After the group on the porch had talked matters over for about two hours, they all went to their respective homes excepting old Mr. Tucker, whom the family had invited to stay all night. As it was but eight o'clock when the others left, Joe and Mr. Tucker turned to the subject of hunting big game, and the latter told some of his own adventures when he was a trapper in the Rocky Mountains many years ago. As Joe had never seen the bighorn of that region, Mr. Tucker related an adventure he once had when hunting for a pair of young ones. He was up in the Yellowstone Range, not very far from the scene of Custer's unequal battle with Sitting Bull, in which the General's entire command was annihilated by the savages.

"My camp was on the Green River," began the old man, "and one morning while I was out baiting my traps, I noticed a she bighorn that I knew would soon have little ones. I was determined to have a pair of kids, as I had a sort of a small menagerie at my camp, but it contained no bighorn. So I started to follow her trail and stay with her until her kids were born, when I intended to capture them and make pets of them.

"I followed her for about two weeks, and was sometimes compelled to creep cautiously after her in my stockinged feet. My stockings were clumsy things made of buckskin, not such stockings as you buy. One evening being so near her, and obliged to climb a steep mountain, I took out my knife and cut off all the silver trimmings of my buckskin suit, so that nothing could jingle and scare her.

"At last, after tracking her day after day, I came upon her den, where she had brought forth two kids. It was the very top of one of the tallest peaks in the Wind River Mountains, in a sort of cave about five feet deep, worn in the side of an enormous rock. When I first got a sight of the kids, they were nearly two weeks old, and were jumping and playing as all of the goat or sheep family are wont to do.

"They were alone, but their mother was on the brink of a precipice, within a hundred yards of them, carefully looking down into the valley below to see if she could discover anything hostile. They are great watchers. The old one had not seen me, and I had made a détour to the very summit of the mountain, where I could see that there was a trail which the mother used to travel in going to and from her young ones. I felt sure that once at the mouth of the cave or hole in the big rock, I might easily capture the kids, for which I had footed it so many miles and followed so many days.

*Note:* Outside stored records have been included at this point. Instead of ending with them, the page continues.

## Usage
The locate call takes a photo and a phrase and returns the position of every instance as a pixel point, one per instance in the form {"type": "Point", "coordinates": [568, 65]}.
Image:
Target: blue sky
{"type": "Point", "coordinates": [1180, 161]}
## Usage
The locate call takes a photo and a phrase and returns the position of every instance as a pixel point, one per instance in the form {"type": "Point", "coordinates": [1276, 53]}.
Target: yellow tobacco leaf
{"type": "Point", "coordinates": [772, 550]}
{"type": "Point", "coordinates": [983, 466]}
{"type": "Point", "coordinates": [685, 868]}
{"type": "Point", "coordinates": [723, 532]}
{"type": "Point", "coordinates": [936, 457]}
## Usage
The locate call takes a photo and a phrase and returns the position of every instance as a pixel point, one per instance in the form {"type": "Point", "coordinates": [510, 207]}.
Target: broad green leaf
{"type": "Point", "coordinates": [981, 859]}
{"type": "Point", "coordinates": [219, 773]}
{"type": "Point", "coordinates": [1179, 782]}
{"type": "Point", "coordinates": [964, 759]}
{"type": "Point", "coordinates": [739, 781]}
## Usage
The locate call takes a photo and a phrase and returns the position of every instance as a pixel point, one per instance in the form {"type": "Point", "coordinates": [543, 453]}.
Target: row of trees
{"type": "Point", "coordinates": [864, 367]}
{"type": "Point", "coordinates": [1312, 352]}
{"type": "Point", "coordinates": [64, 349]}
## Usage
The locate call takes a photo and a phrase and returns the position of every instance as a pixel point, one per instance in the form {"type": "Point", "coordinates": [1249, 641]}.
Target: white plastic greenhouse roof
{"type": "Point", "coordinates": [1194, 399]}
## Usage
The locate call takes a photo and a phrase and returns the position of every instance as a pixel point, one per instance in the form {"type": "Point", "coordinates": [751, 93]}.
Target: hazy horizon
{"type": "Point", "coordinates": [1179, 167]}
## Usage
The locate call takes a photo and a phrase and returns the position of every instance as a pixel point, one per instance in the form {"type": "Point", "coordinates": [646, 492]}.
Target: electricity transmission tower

"Before I reached the entrance of the den the old one caught a glimpse of me, and in an instant, filled with the courage which the maternal instinct always prompts, she was upon me and trying to get the sharp point of her crooked horns into my legs to toss me over the precipice which formed one of the walls of the mountain. The trail on which I was standing was narrow and slippery. I had left my rifle on the top of the divide, and was in a mighty tight place, for the female bighorn is almost as dangerous as a tiger when enraged and solicitous for the safety of her little ones.

"I fought off the infuriated mother with my hands and feet as well as I could, but the rage of the brute increased terribly every second. Just then she caught sight of her kids, and leaving me, she rushed toward them and ran around them several times, as if telling them she wanted them to do something in her great trouble.